The plaintiff received multiple doses of two non-depolarizing muscle relaxants as part of the anesthesia for the lengthy procedure. The plaintiff claimed that the use of these medications was contraindicated because of their potential to prevent the neuromonitoring equipment from detecting the proximity of the instruments to the nerves. Her experts testified that the defendant should have instructed the anesthesia team not to use non-depolarizing muscle relaxants, and once he became aware that they had done so, should have ordered reversal medications and/or refused to proceed with surgery until the medications wore off.
They testified that the volume of medication that the plaintiff received would have rendered the neuromonitoring equipment useless and that the surgeon’s failure to recognize that fact was another breach of the standard of care.
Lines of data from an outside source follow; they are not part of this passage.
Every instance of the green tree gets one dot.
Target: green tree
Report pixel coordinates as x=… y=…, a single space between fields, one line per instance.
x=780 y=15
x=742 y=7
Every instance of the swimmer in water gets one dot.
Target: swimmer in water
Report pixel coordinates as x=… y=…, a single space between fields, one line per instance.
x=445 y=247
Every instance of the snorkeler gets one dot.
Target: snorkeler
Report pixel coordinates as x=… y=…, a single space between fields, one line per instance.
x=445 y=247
In addition, the plaintiff alleged that the defendant breached the standard of care by failing to read the contraindications section of the user manual for the neuromonitoring equipment.
The defendant’s standard of care experts, who included the head of neurosurgical spine surgery at Johns Hopkins and a community based orthopedic spine surgeon who had performed more than 3,000 XLIF procedures, testified that the standard of care did not require the defendant to read the user manual, did not require him to dictate to the anesthesia team what medications to administer, and did not require him to conclude that the neuromonitoring equipment was not working properly.
They testified that the anesthesia records confirmed that despite the large amount of muscle relaxants the plaintiff received, she still had sufficient neuromuscular activity for the neuromonitoring equipment to work as intended. They further testified that the post-operative imaging demonstrated textbook placement of the surgical hardware, which could not have happened if the neuromonitoring equipment had not worked or if the defendant had otherwise breached the standard of care.
The jury deliberated for just under two hours before returning a defense verdict.
Defense counsel Carlyle R. Wimbish III provided case information.